Articolo di Greta Gazzaniga
Il ritorno all’attività della zecca di Mirandola
La copertura perfetta per un’attività illecita come la falsificazione di denaro è proprio quella di essere lo zecchiere che ha accesso al luogo e ai mezzi per compiere tale attività di sottobanco. È il caso della zecca di Mirandola e delle monete di Alessandro I Pico.
Le monete del primo duca di Mirandola costituiscono il gruppo più cospicuo della storia della zecca. Presentano, inoltre, esemplari di tutto rispetto, come le doppie e i ducatoni. Poniamo l’attenzione su una moneta coniata per la circolazione locale, soprattutto modenese e mantovana: il lotto 381 della nostra Asta 12, un 56 bolognini del 1618. Procediamo però per gradi. Perché la zecca di Mirandola è passata dall’aver coniato una sola moneta conosciuta sotto Galeotto III Pico a una ripresa così florida della propria attività sotto il suo successore? La produttività della zecca di Mirandola, come quella di molte altre zecche, era andata fortemente diminuendo per poi riprendersi all’inizio del XVII secolo.
La crisi di successione di Alessandro I Pico
Alessandro I Pico divenne signore di Mirandola nel 1602, dopo la morte di entrambi i fratelli. Per questo motivo dovette abbandonare la carriera ecclesiastica per immergersi nella politica. Nonostante il cambio di carriera, le cronache dell’epoca lo descrivono come un buon principe, benvoluto dal popolo. Aveva però un grande problema: non disponeva di un erede maschio a cui trasmettere il governo della città. Per essere precisi, aveva avuto un figlio maschio da una relazione extraconiugale, il che lo escludeva dalla successione. Dalla moglie legittima, invece, aveva avuto soltanto figlie femmine. Grazie alla sua politica e alle sue relazioni, riuscì ad ottenere il titolo di duca di Mirandola dall’imperatore Mattia del Sacro Romano Impero nel 1617. Solo successivamente, seppur con maggiori difficoltà, la legittimazione del figlio ai fini della successione.
I costi del ducato e la riapertura della zecca
Questa operazione costò al neoduca una cifra considerevole: ben 100.000 fiorini. Alcuni storici ipotizzano che il duca non avesse particolari problemi di liquidità. Altri, più recentemente, ritengono invece che, proprio per far fronte a tale spesa, egli abbia deciso di riaprire la zecca, chiusa ormai da quasi vent’anni, in vista di questo importante traguardo. A questo punto entra in scena il fantomatico zecchiere della zecca di Mirandola: Gian Agostino Rivarola. I documenti attestano che ottenne l’appalto della zecca nel 1623. Tuttavia, considerando che già l’anno successivo sarebbe stato processato per attività di falsificazione svolte all’interno della stessa zecca, è plausibile che detenesse tale incarico già da alcuni anni.

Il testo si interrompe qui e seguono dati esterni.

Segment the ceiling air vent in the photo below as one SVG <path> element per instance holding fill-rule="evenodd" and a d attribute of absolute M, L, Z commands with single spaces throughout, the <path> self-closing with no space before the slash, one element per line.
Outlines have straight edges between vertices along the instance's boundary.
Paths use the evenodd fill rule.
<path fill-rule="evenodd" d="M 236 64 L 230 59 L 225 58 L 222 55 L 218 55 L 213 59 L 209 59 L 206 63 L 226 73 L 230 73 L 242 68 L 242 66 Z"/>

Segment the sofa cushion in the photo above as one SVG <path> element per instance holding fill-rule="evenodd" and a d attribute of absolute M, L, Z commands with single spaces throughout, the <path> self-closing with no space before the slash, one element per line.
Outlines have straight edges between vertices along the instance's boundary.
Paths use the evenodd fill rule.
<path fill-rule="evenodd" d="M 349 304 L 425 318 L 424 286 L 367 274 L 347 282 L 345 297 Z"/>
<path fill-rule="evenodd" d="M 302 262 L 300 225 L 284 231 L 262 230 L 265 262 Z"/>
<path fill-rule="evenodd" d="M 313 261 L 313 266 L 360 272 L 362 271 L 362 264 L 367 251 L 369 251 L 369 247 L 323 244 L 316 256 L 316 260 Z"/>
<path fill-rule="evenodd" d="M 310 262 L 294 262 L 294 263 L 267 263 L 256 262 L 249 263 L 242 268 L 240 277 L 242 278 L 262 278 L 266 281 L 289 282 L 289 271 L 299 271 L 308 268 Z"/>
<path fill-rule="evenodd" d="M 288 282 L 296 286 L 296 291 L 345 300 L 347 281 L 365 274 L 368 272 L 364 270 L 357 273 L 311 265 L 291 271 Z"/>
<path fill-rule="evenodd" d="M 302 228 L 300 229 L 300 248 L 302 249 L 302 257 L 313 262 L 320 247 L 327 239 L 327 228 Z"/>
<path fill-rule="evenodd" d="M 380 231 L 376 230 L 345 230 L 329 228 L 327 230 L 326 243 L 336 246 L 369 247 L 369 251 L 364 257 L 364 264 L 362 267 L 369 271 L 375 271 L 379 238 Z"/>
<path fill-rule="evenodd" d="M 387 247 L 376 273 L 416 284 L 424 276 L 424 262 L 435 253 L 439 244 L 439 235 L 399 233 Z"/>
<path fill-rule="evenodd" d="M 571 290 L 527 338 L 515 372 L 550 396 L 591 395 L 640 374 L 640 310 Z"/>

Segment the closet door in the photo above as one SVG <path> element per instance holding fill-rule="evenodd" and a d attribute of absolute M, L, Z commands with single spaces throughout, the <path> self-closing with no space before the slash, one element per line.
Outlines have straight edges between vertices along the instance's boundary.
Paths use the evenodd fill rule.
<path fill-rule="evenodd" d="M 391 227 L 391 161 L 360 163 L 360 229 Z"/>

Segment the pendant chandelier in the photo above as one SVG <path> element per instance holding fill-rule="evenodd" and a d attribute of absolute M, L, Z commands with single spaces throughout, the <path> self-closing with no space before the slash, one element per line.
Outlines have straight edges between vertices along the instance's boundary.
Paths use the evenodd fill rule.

Il mistero delle sigle sui 56 bolognini
La moneta da 56 bolognini che presentiamo reca infatti la data 1618 e, soprattutto, la sigla dello zecchiere, “AR”. In alcuni esemplari, tuttavia, sotto il busto del duca compare la sigla “GAR”, con l’iniziale del primo nome, come nell’esemplare conservato nel Medagliere Romano. Queste monete appartenevano alla categoria delle monete a corso legale destinate alla circolazione locale. Erano realizzate con una percentuale di argento inferiore rispetto ai ducatoni, ma non si può negare la straordinaria abilità dell’incisore che le realizzò.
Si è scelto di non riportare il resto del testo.